Many of the arguments advocating for the continued criminalization of marijuana directly coincide with the belief that drug use, of any kind, warrants legal consequences such as incarceration. People who maintain this perspective view individuals who smoke marijuana, or even people who are caught with marijuana paraphernalia on their person, as being dangerous to society. Societal pressures to incarcerate marajuana users has not only resulted in millions of arrests, but wasted government assets in prohibition enforcement as well as a lack of jail space for actual dangerous criminals.
Drug-related arrests have not decreased by any measurable number since the 1970s, and continuee to burden both state and federal governments budget in the United States. In the article “Legalize Drugs and Stop the War on People”, Thomas Geers reveals that in the early 90s our government spent nearly $40 billion per year on drug-related arrests and incarcerated MILLIONS of Americans. By decriminalizing the possession of marijuana in particular, the justice system will be able to more aggressively pursue individuals who have committed serious crimes.
In 2002 California enacted Proposition 36, which sentenced people in possession of the drug into treatment programs rather than prison; and has dramatically “reduced the number of inmates imprisoned on drug-possession charges from almost 20,000 at the time of the law’s passage to just over 15,000”.
A prime example of the incarceration of a non-dangerous “criminal” due to marijuana related issue wasting goernemnt resources is seen in the case of Thomas B. Kin Chong; a.k.a. Chong from the Cheech and Chong movie and record series. In 2003 Mr. Chong accepted a plea agreement for distributing 7,500 bongs and waterpipes. He was sentenced to 9 months in a federal prison, a fine of $20,000, forfeiture of $103,514, and loss of all property taken in the raid. He pleaded guilty in exchange for non-prosecution of his son and wife. The sting dubbed Operation Pipe Dream cost over $12 million taxpayer dollars and required the resources of over 2,000 police officers.
$12 million dollars….Really??? If Mr. Chong’s case doesn’t scream misuse taxpayer dollars we don’t know what does!

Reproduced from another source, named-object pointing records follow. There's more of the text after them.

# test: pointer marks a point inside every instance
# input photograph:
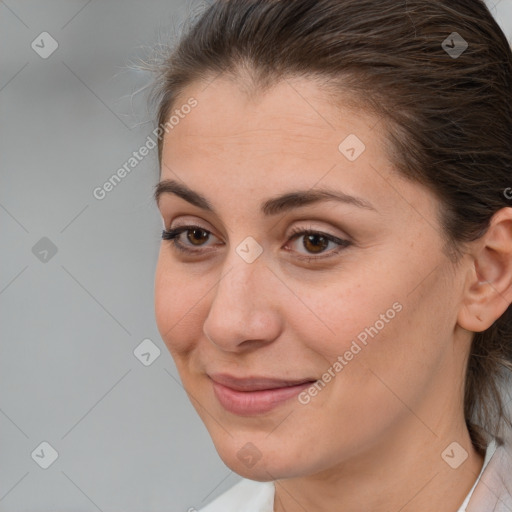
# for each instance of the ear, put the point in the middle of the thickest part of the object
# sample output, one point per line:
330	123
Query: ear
488	291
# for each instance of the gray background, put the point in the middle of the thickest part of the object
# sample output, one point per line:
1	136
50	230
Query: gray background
126	435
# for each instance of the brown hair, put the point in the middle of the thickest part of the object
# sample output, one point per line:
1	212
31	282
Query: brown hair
448	116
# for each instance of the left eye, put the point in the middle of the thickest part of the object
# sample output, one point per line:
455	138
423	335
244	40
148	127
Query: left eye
314	242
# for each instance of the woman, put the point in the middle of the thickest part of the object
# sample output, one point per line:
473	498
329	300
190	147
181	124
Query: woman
335	278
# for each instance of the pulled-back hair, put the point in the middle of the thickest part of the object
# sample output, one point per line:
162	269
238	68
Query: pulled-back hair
446	111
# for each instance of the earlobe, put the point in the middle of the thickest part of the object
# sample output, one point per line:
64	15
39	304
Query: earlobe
488	291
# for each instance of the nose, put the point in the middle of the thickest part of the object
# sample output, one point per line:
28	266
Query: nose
244	312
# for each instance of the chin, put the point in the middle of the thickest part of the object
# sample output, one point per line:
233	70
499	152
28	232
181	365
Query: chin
254	464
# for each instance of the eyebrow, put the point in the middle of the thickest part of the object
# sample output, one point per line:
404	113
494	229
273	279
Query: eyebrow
272	206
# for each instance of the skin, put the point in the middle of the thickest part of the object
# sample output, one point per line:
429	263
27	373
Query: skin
372	439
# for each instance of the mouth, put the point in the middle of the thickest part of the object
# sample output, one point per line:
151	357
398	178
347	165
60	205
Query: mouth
255	395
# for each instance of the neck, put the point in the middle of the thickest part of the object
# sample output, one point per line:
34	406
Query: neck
405	471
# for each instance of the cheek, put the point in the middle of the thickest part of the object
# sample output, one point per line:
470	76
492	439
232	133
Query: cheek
178	301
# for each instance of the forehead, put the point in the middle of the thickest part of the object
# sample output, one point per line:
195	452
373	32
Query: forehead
295	117
234	144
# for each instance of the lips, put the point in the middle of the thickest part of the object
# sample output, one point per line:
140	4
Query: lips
255	383
255	395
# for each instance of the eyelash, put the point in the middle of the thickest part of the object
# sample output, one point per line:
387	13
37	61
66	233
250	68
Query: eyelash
173	234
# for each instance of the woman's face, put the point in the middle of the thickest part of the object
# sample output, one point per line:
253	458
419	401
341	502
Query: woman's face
366	306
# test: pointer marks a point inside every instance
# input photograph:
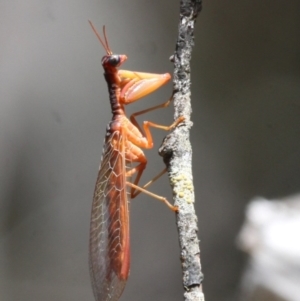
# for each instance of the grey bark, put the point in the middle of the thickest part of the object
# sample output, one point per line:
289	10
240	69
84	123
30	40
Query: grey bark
177	154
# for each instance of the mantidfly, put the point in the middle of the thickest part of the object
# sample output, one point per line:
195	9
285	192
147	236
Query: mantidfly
109	249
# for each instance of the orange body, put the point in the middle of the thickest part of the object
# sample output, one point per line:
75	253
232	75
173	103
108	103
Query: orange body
109	249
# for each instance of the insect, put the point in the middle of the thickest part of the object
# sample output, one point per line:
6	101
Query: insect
109	246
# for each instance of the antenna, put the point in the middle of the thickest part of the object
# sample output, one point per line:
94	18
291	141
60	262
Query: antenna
105	45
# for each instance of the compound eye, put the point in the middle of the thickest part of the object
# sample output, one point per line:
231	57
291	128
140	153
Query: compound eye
114	60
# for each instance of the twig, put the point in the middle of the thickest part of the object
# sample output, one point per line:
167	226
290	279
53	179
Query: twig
177	154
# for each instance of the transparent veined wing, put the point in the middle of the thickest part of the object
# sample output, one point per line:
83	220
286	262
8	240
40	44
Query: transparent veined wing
109	250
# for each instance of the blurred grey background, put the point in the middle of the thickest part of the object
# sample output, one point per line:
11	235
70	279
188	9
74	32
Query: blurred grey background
54	110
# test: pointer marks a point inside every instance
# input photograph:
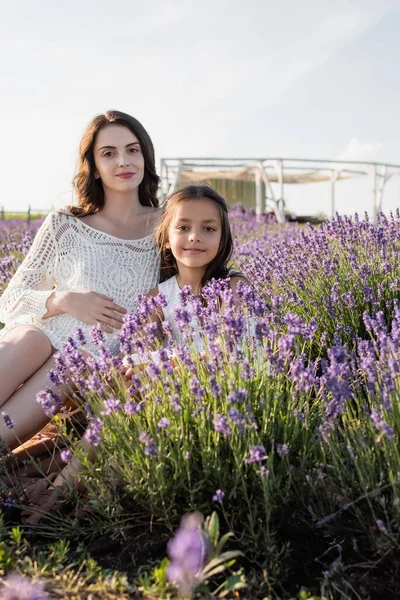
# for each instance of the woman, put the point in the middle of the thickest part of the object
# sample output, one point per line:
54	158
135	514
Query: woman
86	267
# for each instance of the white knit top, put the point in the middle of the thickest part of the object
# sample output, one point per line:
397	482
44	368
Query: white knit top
69	255
170	288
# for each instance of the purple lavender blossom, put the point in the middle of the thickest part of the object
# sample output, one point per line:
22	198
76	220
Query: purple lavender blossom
150	446
381	425
93	431
382	527
188	552
66	455
164	423
49	401
8	420
221	425
256	454
219	496
16	587
111	405
282	449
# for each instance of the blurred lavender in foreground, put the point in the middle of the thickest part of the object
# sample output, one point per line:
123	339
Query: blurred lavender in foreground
16	587
188	552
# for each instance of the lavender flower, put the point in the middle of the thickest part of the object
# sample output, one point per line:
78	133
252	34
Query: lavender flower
8	420
282	449
256	454
188	552
382	527
93	431
381	425
49	401
150	446
219	496
66	455
16	587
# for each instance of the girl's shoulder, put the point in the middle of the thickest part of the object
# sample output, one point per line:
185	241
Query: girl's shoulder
55	218
168	285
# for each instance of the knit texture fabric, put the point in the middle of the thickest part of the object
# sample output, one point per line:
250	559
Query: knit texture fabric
68	255
171	289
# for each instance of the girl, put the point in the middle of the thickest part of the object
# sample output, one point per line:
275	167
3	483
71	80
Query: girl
86	267
195	242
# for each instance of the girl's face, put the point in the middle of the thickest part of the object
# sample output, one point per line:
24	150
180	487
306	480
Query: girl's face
119	160
194	234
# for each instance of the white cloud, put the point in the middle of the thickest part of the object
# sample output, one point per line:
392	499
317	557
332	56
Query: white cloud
362	151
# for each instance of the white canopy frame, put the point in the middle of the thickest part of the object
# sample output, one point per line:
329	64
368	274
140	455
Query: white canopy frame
276	170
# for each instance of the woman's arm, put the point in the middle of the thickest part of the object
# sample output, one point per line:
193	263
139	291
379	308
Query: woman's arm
33	282
31	290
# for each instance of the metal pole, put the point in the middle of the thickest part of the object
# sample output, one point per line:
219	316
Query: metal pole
334	176
374	195
258	192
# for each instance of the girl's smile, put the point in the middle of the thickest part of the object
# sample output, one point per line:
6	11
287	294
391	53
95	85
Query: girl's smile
194	234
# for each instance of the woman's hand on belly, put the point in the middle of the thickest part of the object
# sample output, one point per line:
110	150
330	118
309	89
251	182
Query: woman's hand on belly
90	307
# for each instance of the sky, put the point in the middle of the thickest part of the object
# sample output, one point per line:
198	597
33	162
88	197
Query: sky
220	78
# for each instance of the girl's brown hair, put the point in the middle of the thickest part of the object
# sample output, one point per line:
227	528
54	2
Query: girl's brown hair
218	267
89	190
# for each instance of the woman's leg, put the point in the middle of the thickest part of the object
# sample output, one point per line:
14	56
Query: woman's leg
27	415
22	352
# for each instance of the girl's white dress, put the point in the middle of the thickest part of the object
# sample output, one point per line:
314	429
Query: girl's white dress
69	255
171	289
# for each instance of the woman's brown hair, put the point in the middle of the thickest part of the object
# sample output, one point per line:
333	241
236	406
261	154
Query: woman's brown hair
89	190
218	267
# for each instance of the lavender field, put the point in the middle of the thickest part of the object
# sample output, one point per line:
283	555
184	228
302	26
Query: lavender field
287	427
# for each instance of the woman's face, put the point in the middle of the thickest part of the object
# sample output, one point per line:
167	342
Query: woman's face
119	160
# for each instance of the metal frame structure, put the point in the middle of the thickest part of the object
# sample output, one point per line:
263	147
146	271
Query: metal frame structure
281	171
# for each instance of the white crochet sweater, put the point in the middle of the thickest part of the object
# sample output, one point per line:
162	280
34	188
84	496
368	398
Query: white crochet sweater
69	255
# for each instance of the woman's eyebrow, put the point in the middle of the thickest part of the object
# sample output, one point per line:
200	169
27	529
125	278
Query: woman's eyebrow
114	147
183	220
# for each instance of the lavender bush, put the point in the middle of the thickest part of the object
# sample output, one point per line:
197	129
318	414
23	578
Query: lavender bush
288	424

What it comes down to is that the government can no longer afford to continue to the ‘War On Drugs’ and waste its resources on the incarceration of individuals for marijuana use or possession. Our justice system is essentially being mismanaged when it comes to drug-related incarcerations and therefore, filling prisons with non-dangerous individuals instead of hard criminals. Decreasing marijuana-centric conviction rates will also inevitably foster a more smoothly functioning justice system as a whole. A more efficient and effective justice system will eventually ensure that taxpayer money will stop being spent fixing countless errors made every year due to the current lack of personnel and resources. Following the example of Proposition 36 and providing marijuana users with the option of treatment as opposed to incarceration would not only decriminalization marijuana, but would be a wildly successful solution to state and federal deficits.